EURO AREA TREASURY BONDS OR E-BONDS
The idea of euro-zone bonds -- debt collectively issued by all 16 countries that use the euro, rather than each having its own debt management office and sovereign bond market -- has been around for years.
While a nice idea in principle, it is strongly opposed by Germany, France, Finland and others, who have well-functioning, sustainable bond issuance programs of their own and would rather not share their credit status with less creditable sovereign bond issuers such as Greece, Ireland and Portugal.
In the Financial Times on Monday, Jean-Claude Juncker, the chairman of the euro zone finance ministers, and Italy’s finance minister, Giulio Tremonti, formally proposed setting up a European Debt Agency that would issue euro-area bonds, financing up to 50 percent of EU member states’ debt issuance.
They suggest EU leaders could move as early as this month to create such an agency “with a mandate gradually to reach an amount of outstanding paper equivalent to 40 percent of the gross domestic product of the European Union and of each member state,” which would be around 5 trillion euros.
The impact would essentially be to push up Germany’s yield curve and drag down those of the more risky euro area member states so that the euro zone ended up with one curve -- reflecting credit risk across all 16 sovereigns together.

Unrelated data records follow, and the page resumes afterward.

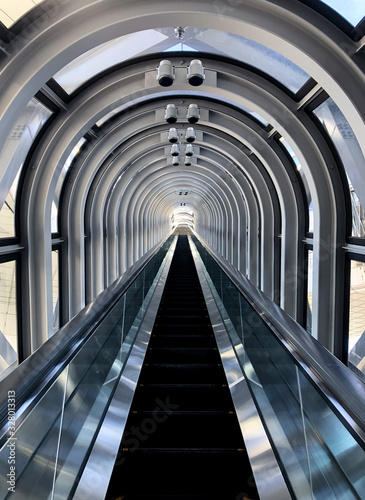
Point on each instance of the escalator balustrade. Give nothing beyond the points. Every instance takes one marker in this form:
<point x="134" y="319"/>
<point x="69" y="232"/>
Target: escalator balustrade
<point x="182" y="438"/>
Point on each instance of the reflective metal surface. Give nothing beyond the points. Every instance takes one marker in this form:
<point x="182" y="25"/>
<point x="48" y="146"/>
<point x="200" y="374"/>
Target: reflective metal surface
<point x="53" y="439"/>
<point x="268" y="477"/>
<point x="96" y="476"/>
<point x="325" y="369"/>
<point x="319" y="453"/>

With Germany adamantly opposed and many other ‘northern’ European countries skeptical, it seems unlikely to get off the ground at least until there is much greater economic and fiscal convergence among the euro zone, which could be decades away.
“BIG BANG” DEBT RESTRUCTURING
Daniel Gros, an economist and the director of the Center for European Policy Studies, an influential Brussels think tank, has proposed a "big-bang" solution, which would effectively involve all troubled euro zone countries simultaneously opening restructuring talks over their debt (here).
Under the plan, the countries would at the same time try to continue to service their debts and would be helped by the EFSF if necessary. The European Central Bank and core euro zone member states -- Germany, France, the Netherlands, etc -- would at the same time help restructure any troubled bank debts.
It is in effect an “all in” strategy, with every instrument being brought to bear on what is both a debt crisis and a crisis of confidence in the euro zone and its currency.
“Muddling through is more attractive in the short run, but it does not lead anywhere when doubts about debt sustainability persist and the market has been destabilized,” said Gros.
“The big-bang approach is not without risks. It could be prepared in a weekend, but it would require months of patient negotiations to get bondholders to agree.”